No wonder I felt trapped between my contempt for her selfishness and my readiness to trade places with her and her attitude towards life. What was that exact point in life where I lost my uncontainable curiosity and enthusiasm for life? Sitting there among all the chatter and immensely enjoying my chocolate lava cake, I tried to trace back the path in vain. The change had happened so slowly and in many ways, irreversibly. To watch this girl revel in her selfishness, was the takeaway for me that afternoon over good food and other interesting conversation. As women, after we get married and have children and how soon we forget that we need to be selfish. The word feels abusive because as wives, mothers and hence caretakers, it has no business being around in our dictionary. But with that don’t we also forget to find joy from within us. Our children, our families become our sources of joy. Ofcourse they are. It is not debatable. But isn’t it important to find our own joy. Our self-generated joys such as gifting ourselves what we think we deserve or spending time doing things we love. For most of us, what we deserve is decided by what our family or children think we deserve.
Just sit back and think hard. What do you really enjoy? Let that not include (for once) your child’s smile, his/her achievements, your spouse’s appreciation or your boss’s dependency on you for work. What do you as a person enjoy doing/thinking/creating? Make a list and take a positive step towards achieving it. I did my list which I define as my sources of self- generated joys. One of them is developing healthy and tasty recipes. The Salad pictures that you see interspersed along with all this ‘selfish’ monologue is my own creation. I enjoyed creating it and executing it. Well to tell you the truth, I didn’t bother sharing this salad with any one else. I enjoyed it for lunch and felt good about it. May be I am being necessarily rebellious but this concept of finding my own joy for my own selfish reasons has taken root in my mind. The recipe is so simple that it shouldn’t take more than half hour to bring it all together.

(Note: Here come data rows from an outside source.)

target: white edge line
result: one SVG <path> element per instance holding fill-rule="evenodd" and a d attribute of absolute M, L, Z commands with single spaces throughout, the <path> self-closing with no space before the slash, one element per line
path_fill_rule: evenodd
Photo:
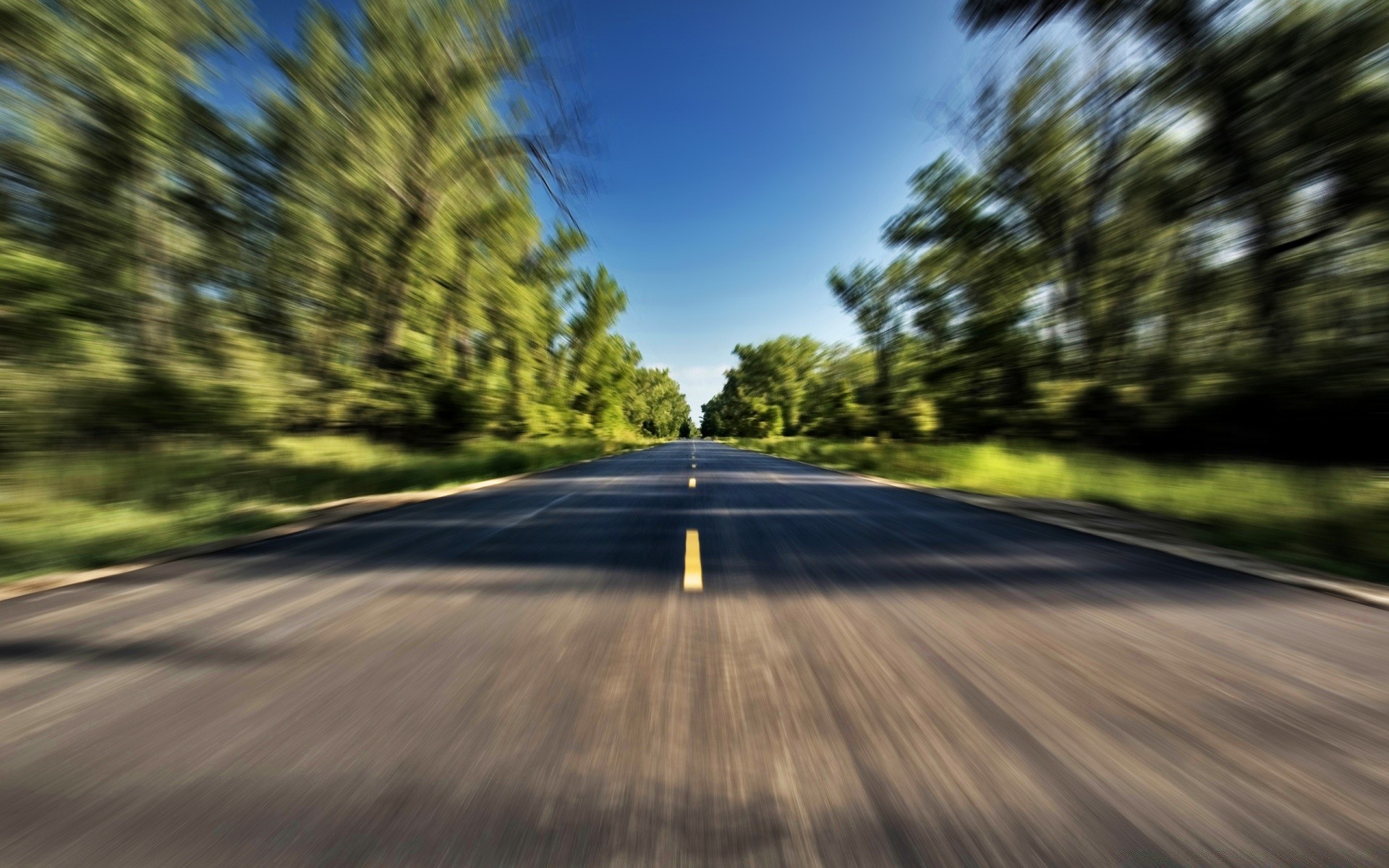
<path fill-rule="evenodd" d="M 668 443 L 668 440 L 663 443 L 651 443 L 650 446 L 643 446 L 640 449 L 629 449 L 626 451 L 613 453 L 608 456 L 594 456 L 593 458 L 581 458 L 578 461 L 569 461 L 568 464 L 557 464 L 554 467 L 526 471 L 524 474 L 513 474 L 511 476 L 496 476 L 493 479 L 479 479 L 476 482 L 465 482 L 463 485 L 457 485 L 447 489 L 431 489 L 426 492 L 388 492 L 383 494 L 363 494 L 361 497 L 347 497 L 344 500 L 331 500 L 328 503 L 311 504 L 304 507 L 304 510 L 308 512 L 321 511 L 324 512 L 324 515 L 310 515 L 308 518 L 301 518 L 299 521 L 293 521 L 285 525 L 276 525 L 274 528 L 267 528 L 264 531 L 256 531 L 254 533 L 242 533 L 239 536 L 228 536 L 225 539 L 218 539 L 208 543 L 199 543 L 194 546 L 181 546 L 178 549 L 167 549 L 164 551 L 156 551 L 153 554 L 149 554 L 139 561 L 131 561 L 126 564 L 115 564 L 113 567 L 101 567 L 99 569 L 86 569 L 82 572 L 50 572 L 46 575 L 31 576 L 28 579 L 19 579 L 17 582 L 0 585 L 0 601 L 13 600 L 15 597 L 26 597 L 29 594 L 43 593 L 46 590 L 57 590 L 60 587 L 68 587 L 71 585 L 83 585 L 86 582 L 96 582 L 97 579 L 110 579 L 113 576 L 125 575 L 128 572 L 149 569 L 150 567 L 158 567 L 161 564 L 169 564 L 174 561 L 182 561 L 193 557 L 201 557 L 204 554 L 215 554 L 218 551 L 225 551 L 228 549 L 239 549 L 242 546 L 263 543 L 265 540 L 279 539 L 282 536 L 293 536 L 296 533 L 303 533 L 306 531 L 314 531 L 317 528 L 324 528 L 353 518 L 360 518 L 363 515 L 371 515 L 372 512 L 385 512 L 386 510 L 394 510 L 396 507 L 408 507 L 411 504 L 438 500 L 440 497 L 467 494 L 468 492 L 476 492 L 478 489 L 486 489 L 494 485 L 503 485 L 506 482 L 515 482 L 518 479 L 526 479 L 528 476 L 549 474 L 551 471 L 564 469 L 567 467 L 578 467 L 579 464 L 589 464 L 590 461 L 601 461 L 604 458 L 619 458 L 622 456 L 633 456 L 636 453 L 646 451 L 649 449 L 656 449 L 657 446 L 664 446 L 665 443 Z"/>
<path fill-rule="evenodd" d="M 1006 497 L 1004 494 L 983 494 L 981 492 L 979 494 L 975 496 L 967 492 L 938 489 L 929 485 L 917 485 L 913 482 L 903 482 L 900 479 L 883 479 L 882 476 L 870 476 L 868 474 L 860 474 L 857 471 L 846 471 L 846 469 L 839 469 L 836 467 L 824 467 L 820 464 L 811 464 L 808 461 L 800 461 L 797 458 L 786 458 L 785 456 L 774 456 L 771 453 L 757 451 L 756 449 L 743 449 L 742 446 L 733 446 L 732 443 L 725 443 L 724 446 L 751 453 L 754 456 L 781 458 L 782 461 L 790 461 L 793 464 L 813 467 L 820 471 L 831 471 L 835 474 L 843 474 L 845 476 L 857 476 L 858 479 L 867 479 L 868 482 L 876 482 L 879 485 L 889 485 L 895 489 L 907 489 L 910 492 L 929 494 L 932 497 L 940 497 L 943 500 L 953 500 L 956 503 L 978 507 L 981 510 L 989 510 L 992 512 L 1015 515 L 1017 518 L 1025 518 L 1028 521 L 1035 521 L 1042 525 L 1054 525 L 1057 528 L 1065 528 L 1067 531 L 1075 531 L 1078 533 L 1099 536 L 1107 540 L 1113 540 L 1115 543 L 1124 543 L 1126 546 L 1136 546 L 1139 549 L 1161 551 L 1164 554 L 1172 554 L 1188 561 L 1195 561 L 1197 564 L 1206 564 L 1207 567 L 1218 567 L 1221 569 L 1242 572 L 1245 575 L 1257 576 L 1260 579 L 1268 579 L 1271 582 L 1281 582 L 1283 585 L 1306 587 L 1307 590 L 1317 590 L 1321 593 L 1343 597 L 1346 600 L 1353 600 L 1356 603 L 1364 603 L 1365 606 L 1389 608 L 1389 590 L 1381 590 L 1378 586 L 1371 585 L 1370 582 L 1358 582 L 1356 579 L 1343 579 L 1329 575 L 1326 576 L 1308 575 L 1304 572 L 1297 572 L 1295 567 L 1281 564 L 1278 561 L 1260 558 L 1253 554 L 1245 554 L 1243 551 L 1235 551 L 1232 549 L 1221 549 L 1218 546 L 1210 546 L 1207 543 L 1195 543 L 1195 542 L 1185 546 L 1178 546 L 1174 543 L 1163 543 L 1157 540 L 1143 539 L 1140 536 L 1131 536 L 1128 533 L 1115 533 L 1113 531 L 1096 531 L 1092 528 L 1086 528 L 1085 525 L 1070 522 L 1064 518 L 1031 515 L 1020 510 L 1010 510 L 1004 504 L 979 501 L 981 497 L 1003 499 Z"/>

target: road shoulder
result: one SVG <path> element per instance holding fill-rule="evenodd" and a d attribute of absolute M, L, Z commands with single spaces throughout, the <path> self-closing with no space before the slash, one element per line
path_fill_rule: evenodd
<path fill-rule="evenodd" d="M 733 449 L 742 447 L 733 446 Z M 942 497 L 945 500 L 979 507 L 982 510 L 1007 512 L 1010 515 L 1042 522 L 1045 525 L 1054 525 L 1057 528 L 1099 536 L 1118 543 L 1125 543 L 1128 546 L 1138 546 L 1139 549 L 1163 551 L 1189 561 L 1196 561 L 1197 564 L 1220 567 L 1221 569 L 1231 569 L 1245 575 L 1281 582 L 1283 585 L 1293 585 L 1296 587 L 1306 587 L 1308 590 L 1333 594 L 1346 600 L 1354 600 L 1356 603 L 1364 603 L 1365 606 L 1389 608 L 1389 587 L 1382 585 L 1347 579 L 1328 572 L 1307 569 L 1304 567 L 1293 567 L 1290 564 L 1282 564 L 1279 561 L 1261 558 L 1253 554 L 1245 554 L 1243 551 L 1233 551 L 1231 549 L 1221 549 L 1220 546 L 1182 539 L 1172 533 L 1164 522 L 1145 522 L 1124 510 L 1106 507 L 1103 504 L 961 492 L 956 489 L 903 482 L 900 479 L 886 479 L 882 476 L 872 476 L 835 467 L 824 467 L 821 464 L 797 461 L 796 458 L 786 458 L 783 456 L 774 456 L 771 453 L 750 449 L 745 449 L 743 451 L 757 456 L 768 456 L 771 458 L 781 458 L 782 461 L 793 461 L 796 464 L 814 467 L 822 471 L 832 471 L 846 476 L 857 476 L 858 479 L 867 479 L 868 482 L 889 485 L 892 487 L 908 489 L 922 494 L 931 494 L 933 497 Z"/>

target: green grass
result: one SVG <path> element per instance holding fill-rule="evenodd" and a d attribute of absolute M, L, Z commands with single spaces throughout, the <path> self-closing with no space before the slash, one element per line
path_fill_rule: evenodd
<path fill-rule="evenodd" d="M 361 437 L 286 436 L 263 449 L 183 443 L 10 457 L 0 465 L 0 581 L 258 531 L 324 501 L 444 487 L 639 444 L 471 440 L 417 451 Z"/>
<path fill-rule="evenodd" d="M 1192 524 L 1197 539 L 1356 578 L 1389 581 L 1389 479 L 1364 468 L 1178 464 L 1001 443 L 806 437 L 733 440 L 822 467 L 933 486 L 1086 500 Z"/>

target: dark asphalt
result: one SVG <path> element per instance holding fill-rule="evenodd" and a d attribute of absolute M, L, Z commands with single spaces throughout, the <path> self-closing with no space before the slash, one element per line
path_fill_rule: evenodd
<path fill-rule="evenodd" d="M 1386 676 L 1385 611 L 676 442 L 0 603 L 0 864 L 1389 865 Z"/>

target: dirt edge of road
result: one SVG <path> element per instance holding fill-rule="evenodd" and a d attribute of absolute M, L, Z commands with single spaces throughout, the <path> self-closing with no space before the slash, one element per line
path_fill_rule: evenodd
<path fill-rule="evenodd" d="M 757 450 L 743 451 L 750 451 L 757 456 L 767 454 Z M 1335 594 L 1338 597 L 1354 600 L 1356 603 L 1364 603 L 1365 606 L 1389 610 L 1389 587 L 1382 585 L 1347 579 L 1329 572 L 1318 572 L 1303 567 L 1292 567 L 1289 564 L 1271 561 L 1253 554 L 1245 554 L 1242 551 L 1233 551 L 1231 549 L 1221 549 L 1220 546 L 1210 546 L 1207 543 L 1185 539 L 1178 532 L 1179 522 L 1161 519 L 1143 512 L 1120 510 L 1089 501 L 979 494 L 975 492 L 961 492 L 957 489 L 903 482 L 900 479 L 886 479 L 883 476 L 872 476 L 857 471 L 824 467 L 821 464 L 797 461 L 796 458 L 785 458 L 782 456 L 772 457 L 782 458 L 783 461 L 796 461 L 796 464 L 804 464 L 806 467 L 832 471 L 846 476 L 857 476 L 858 479 L 867 479 L 881 485 L 890 485 L 899 489 L 908 489 L 922 494 L 965 503 L 982 510 L 1007 512 L 1010 515 L 1038 521 L 1046 525 L 1054 525 L 1057 528 L 1065 528 L 1079 533 L 1089 533 L 1090 536 L 1100 536 L 1117 543 L 1174 554 L 1208 567 L 1220 567 L 1222 569 L 1231 569 L 1261 579 L 1282 582 L 1283 585 L 1293 585 L 1308 590 Z"/>
<path fill-rule="evenodd" d="M 654 446 L 661 446 L 661 443 L 653 443 L 650 446 L 642 446 L 639 449 L 629 449 L 625 451 L 613 453 L 610 456 L 597 456 L 594 458 L 583 458 L 581 461 L 571 461 L 568 464 L 558 464 L 556 467 L 546 467 L 535 471 L 526 471 L 524 474 L 513 474 L 510 476 L 478 479 L 476 482 L 465 482 L 463 485 L 456 485 L 446 489 L 429 489 L 426 492 L 392 492 L 388 494 L 364 494 L 361 497 L 347 497 L 344 500 L 318 503 L 304 507 L 306 515 L 296 521 L 283 525 L 275 525 L 274 528 L 267 528 L 264 531 L 256 531 L 254 533 L 239 533 L 236 536 L 215 539 L 210 543 L 199 543 L 196 546 L 179 546 L 178 549 L 165 549 L 163 551 L 154 551 L 138 561 L 129 561 L 126 564 L 114 564 L 111 567 L 101 567 L 99 569 L 83 569 L 81 572 L 50 572 L 0 585 L 0 601 L 11 600 L 14 597 L 25 597 L 28 594 L 43 593 L 46 590 L 57 590 L 60 587 L 67 587 L 69 585 L 82 585 L 83 582 L 110 579 L 113 576 L 125 575 L 129 572 L 135 572 L 138 569 L 158 567 L 160 564 L 168 564 L 171 561 L 182 561 L 192 557 L 200 557 L 204 554 L 215 554 L 218 551 L 225 551 L 228 549 L 239 549 L 242 546 L 250 546 L 253 543 L 261 543 L 269 539 L 293 536 L 294 533 L 303 533 L 304 531 L 313 531 L 315 528 L 322 528 L 325 525 L 333 525 L 340 521 L 347 521 L 350 518 L 369 515 L 371 512 L 382 512 L 385 510 L 393 510 L 396 507 L 404 507 L 414 503 L 438 500 L 439 497 L 465 494 L 468 492 L 488 489 L 496 485 L 503 485 L 506 482 L 526 479 L 528 476 L 550 474 L 558 469 L 564 469 L 567 467 L 578 467 L 579 464 L 588 464 L 590 461 L 603 461 L 604 458 L 615 458 L 618 456 L 631 456 L 633 453 L 644 451 Z"/>

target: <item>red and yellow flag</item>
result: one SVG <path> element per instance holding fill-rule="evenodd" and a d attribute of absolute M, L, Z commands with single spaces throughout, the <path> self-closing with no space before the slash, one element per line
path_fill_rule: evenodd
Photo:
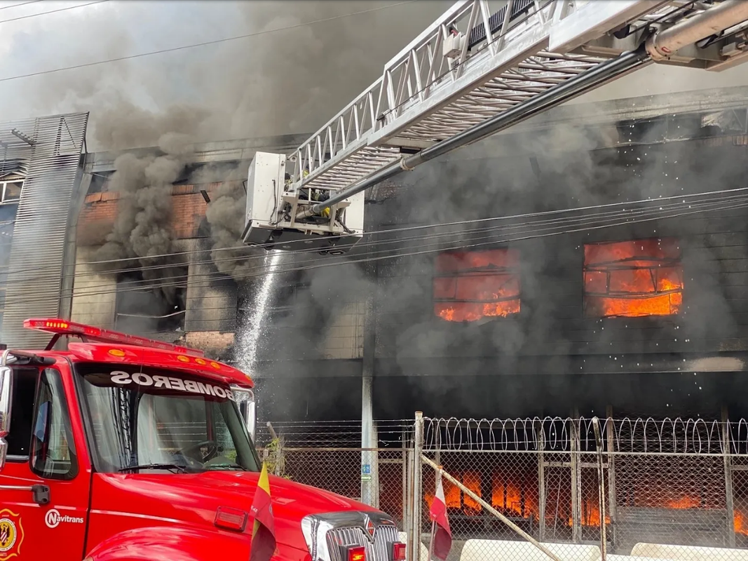
<path fill-rule="evenodd" d="M 254 500 L 250 509 L 254 518 L 252 529 L 252 545 L 249 561 L 270 561 L 275 551 L 275 521 L 270 503 L 270 480 L 268 468 L 263 462 L 263 470 L 254 491 Z"/>

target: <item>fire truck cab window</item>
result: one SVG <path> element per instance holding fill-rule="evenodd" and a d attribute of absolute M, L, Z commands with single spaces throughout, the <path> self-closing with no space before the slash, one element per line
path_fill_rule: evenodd
<path fill-rule="evenodd" d="M 10 434 L 7 435 L 9 462 L 26 462 L 31 443 L 34 402 L 39 371 L 35 368 L 13 370 L 13 405 L 10 411 Z"/>
<path fill-rule="evenodd" d="M 47 479 L 78 474 L 76 449 L 60 373 L 45 369 L 39 381 L 31 426 L 31 470 Z"/>

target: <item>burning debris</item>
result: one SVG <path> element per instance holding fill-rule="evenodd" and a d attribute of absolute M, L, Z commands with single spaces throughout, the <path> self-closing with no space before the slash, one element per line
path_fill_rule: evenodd
<path fill-rule="evenodd" d="M 587 317 L 672 316 L 682 303 L 683 266 L 675 240 L 584 246 Z"/>
<path fill-rule="evenodd" d="M 452 251 L 436 258 L 434 313 L 449 322 L 519 313 L 519 252 Z"/>

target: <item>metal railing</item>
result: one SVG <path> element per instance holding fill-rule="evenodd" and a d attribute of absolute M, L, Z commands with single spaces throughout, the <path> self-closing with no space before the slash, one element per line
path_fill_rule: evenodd
<path fill-rule="evenodd" d="M 450 561 L 748 559 L 744 420 L 422 417 L 366 450 L 352 445 L 357 424 L 295 423 L 280 475 L 358 500 L 375 485 L 413 561 L 428 557 L 437 468 Z M 369 473 L 364 453 L 378 461 Z"/>

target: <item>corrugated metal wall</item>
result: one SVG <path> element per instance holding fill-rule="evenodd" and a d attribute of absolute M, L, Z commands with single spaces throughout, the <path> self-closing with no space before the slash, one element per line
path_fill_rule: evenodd
<path fill-rule="evenodd" d="M 43 346 L 49 335 L 23 329 L 23 320 L 59 313 L 70 204 L 88 123 L 88 113 L 73 113 L 0 124 L 0 142 L 28 162 L 2 322 L 3 343 L 10 346 Z"/>

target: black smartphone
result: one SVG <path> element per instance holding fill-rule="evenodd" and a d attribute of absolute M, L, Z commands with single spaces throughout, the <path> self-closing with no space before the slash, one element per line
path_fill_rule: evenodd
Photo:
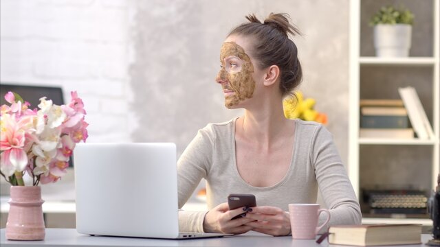
<path fill-rule="evenodd" d="M 252 194 L 230 194 L 228 196 L 228 205 L 229 210 L 239 207 L 251 207 L 256 206 L 256 200 L 255 200 L 255 196 Z M 232 220 L 240 217 L 240 215 L 238 215 L 234 217 Z"/>

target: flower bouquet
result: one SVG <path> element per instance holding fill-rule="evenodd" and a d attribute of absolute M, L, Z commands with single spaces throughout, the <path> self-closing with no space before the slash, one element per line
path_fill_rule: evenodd
<path fill-rule="evenodd" d="M 292 97 L 283 101 L 284 115 L 288 119 L 299 118 L 305 121 L 314 121 L 322 124 L 327 124 L 327 116 L 314 109 L 316 100 L 305 99 L 302 93 L 296 91 Z"/>
<path fill-rule="evenodd" d="M 76 92 L 71 95 L 71 102 L 61 106 L 42 97 L 33 110 L 18 94 L 5 95 L 10 105 L 0 108 L 0 174 L 12 185 L 8 239 L 44 239 L 43 201 L 37 185 L 59 180 L 76 143 L 88 137 L 82 100 Z M 25 174 L 32 185 L 25 185 Z"/>

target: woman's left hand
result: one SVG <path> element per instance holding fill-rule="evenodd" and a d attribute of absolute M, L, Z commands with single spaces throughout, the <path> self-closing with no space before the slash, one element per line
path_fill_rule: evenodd
<path fill-rule="evenodd" d="M 273 236 L 285 236 L 290 233 L 289 213 L 275 207 L 254 207 L 250 208 L 245 217 L 254 220 L 246 223 L 253 227 L 252 231 Z"/>

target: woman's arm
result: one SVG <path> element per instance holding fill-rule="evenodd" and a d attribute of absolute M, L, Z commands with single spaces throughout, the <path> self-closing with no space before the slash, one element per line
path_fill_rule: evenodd
<path fill-rule="evenodd" d="M 311 148 L 310 158 L 320 191 L 331 216 L 329 225 L 361 224 L 360 207 L 331 134 L 320 126 Z M 324 220 L 324 214 L 321 215 L 319 224 Z"/>
<path fill-rule="evenodd" d="M 200 180 L 206 178 L 212 163 L 213 135 L 209 126 L 199 130 L 177 161 L 179 209 L 186 203 Z M 203 232 L 207 211 L 179 211 L 179 227 L 182 232 Z"/>

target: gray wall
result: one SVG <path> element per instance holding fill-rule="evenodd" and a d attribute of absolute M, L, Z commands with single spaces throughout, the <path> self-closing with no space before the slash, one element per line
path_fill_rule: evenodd
<path fill-rule="evenodd" d="M 223 106 L 214 82 L 221 43 L 245 16 L 263 19 L 287 12 L 304 35 L 294 38 L 302 64 L 301 89 L 329 116 L 344 161 L 347 160 L 349 1 L 137 1 L 131 6 L 133 89 L 139 126 L 135 141 L 172 141 L 178 155 L 198 129 L 242 110 Z M 345 162 L 344 162 L 345 163 Z"/>

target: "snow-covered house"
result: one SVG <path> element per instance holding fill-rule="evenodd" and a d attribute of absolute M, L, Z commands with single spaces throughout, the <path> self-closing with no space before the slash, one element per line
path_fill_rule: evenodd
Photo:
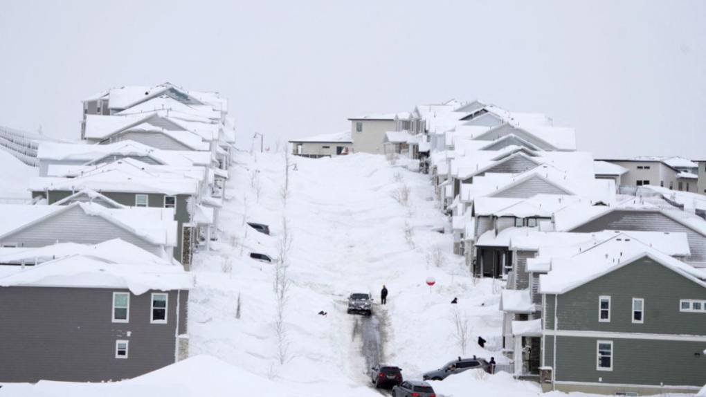
<path fill-rule="evenodd" d="M 0 266 L 0 382 L 118 381 L 188 356 L 192 275 L 76 252 Z"/>
<path fill-rule="evenodd" d="M 91 202 L 0 204 L 0 246 L 97 244 L 120 238 L 167 259 L 177 246 L 174 217 L 172 208 L 108 208 Z"/>
<path fill-rule="evenodd" d="M 616 237 L 552 259 L 539 291 L 545 391 L 634 396 L 702 386 L 704 271 Z"/>
<path fill-rule="evenodd" d="M 92 190 L 131 208 L 170 209 L 169 219 L 176 221 L 174 257 L 186 269 L 202 239 L 207 248 L 210 244 L 222 203 L 222 199 L 210 194 L 209 181 L 213 178 L 208 173 L 208 169 L 150 166 L 129 159 L 86 170 L 51 166 L 50 173 L 52 167 L 61 167 L 60 174 L 73 177 L 39 177 L 31 181 L 30 188 L 35 200 L 41 197 L 49 204 L 66 204 L 77 193 Z"/>
<path fill-rule="evenodd" d="M 321 134 L 289 141 L 292 154 L 302 157 L 333 157 L 353 152 L 350 132 Z"/>

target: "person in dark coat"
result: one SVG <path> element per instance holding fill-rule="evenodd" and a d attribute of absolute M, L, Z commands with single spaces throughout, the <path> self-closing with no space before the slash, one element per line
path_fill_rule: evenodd
<path fill-rule="evenodd" d="M 484 348 L 485 347 L 485 343 L 486 343 L 486 340 L 484 339 L 482 336 L 479 336 L 478 337 L 478 346 L 480 346 L 481 348 Z"/>
<path fill-rule="evenodd" d="M 383 291 L 380 291 L 380 301 L 383 305 L 388 304 L 388 287 L 383 286 Z"/>

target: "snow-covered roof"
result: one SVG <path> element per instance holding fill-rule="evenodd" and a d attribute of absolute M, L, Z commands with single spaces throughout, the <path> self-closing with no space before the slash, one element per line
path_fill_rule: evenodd
<path fill-rule="evenodd" d="M 319 134 L 318 135 L 311 135 L 308 137 L 304 137 L 302 138 L 293 139 L 289 140 L 289 142 L 341 142 L 341 143 L 352 143 L 353 141 L 351 140 L 351 132 L 345 131 L 342 133 L 334 133 L 331 134 Z"/>
<path fill-rule="evenodd" d="M 106 208 L 90 202 L 73 202 L 65 206 L 0 204 L 0 238 L 26 226 L 38 224 L 71 208 L 79 207 L 87 215 L 100 216 L 153 244 L 176 245 L 176 221 L 173 208 Z M 61 236 L 56 236 L 57 240 Z"/>
<path fill-rule="evenodd" d="M 141 295 L 150 290 L 190 289 L 194 277 L 181 266 L 111 263 L 73 255 L 37 266 L 2 267 L 0 287 L 16 286 L 126 288 Z"/>
<path fill-rule="evenodd" d="M 503 289 L 500 295 L 500 310 L 510 313 L 531 313 L 534 311 L 529 289 Z"/>
<path fill-rule="evenodd" d="M 706 288 L 706 272 L 633 238 L 614 238 L 570 258 L 551 259 L 551 271 L 539 276 L 542 293 L 564 293 L 601 276 L 649 257 Z"/>
<path fill-rule="evenodd" d="M 628 169 L 608 161 L 596 160 L 593 162 L 593 169 L 596 175 L 623 175 Z"/>
<path fill-rule="evenodd" d="M 109 240 L 98 244 L 87 245 L 76 243 L 59 243 L 39 248 L 0 248 L 0 264 L 28 264 L 42 263 L 72 255 L 83 255 L 110 263 L 143 263 L 145 264 L 171 265 L 172 262 L 162 259 L 142 248 L 119 238 Z"/>
<path fill-rule="evenodd" d="M 513 335 L 515 336 L 541 336 L 542 319 L 513 321 L 510 324 Z"/>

I would recommend that you use a sweet dressing for this salad as it complements the flavours of the tart mango, the delicious dullness of the wilted kale and the hearty goodness of the pepper crusted grilled chicken. The quinoa provides the much need foundation to hold all the flavours and gives it roundness of a complete meal.
Hope you enjoy this and spend some time contemplating selfishly about what makes you smile and your heart jump with joy.
In other news, my blog has been rated as one of the TOP 10 Blogs cooking blogs in India. Woohoo!! I am thrilled to bits. Check out the post here
Also, this is my 250th post on this blog. It is such a huge milestone for me personally because I cannot begin to explain how difficult it was at times to keep going – developing, creating content, taking pictures of food and presenting it in an interesting format each week. I am relentless about my blogs because perhaps because this is MY space and I am stubborn about not allowing it to wither away!
With this note, wish you all a happy weekend! Be creative.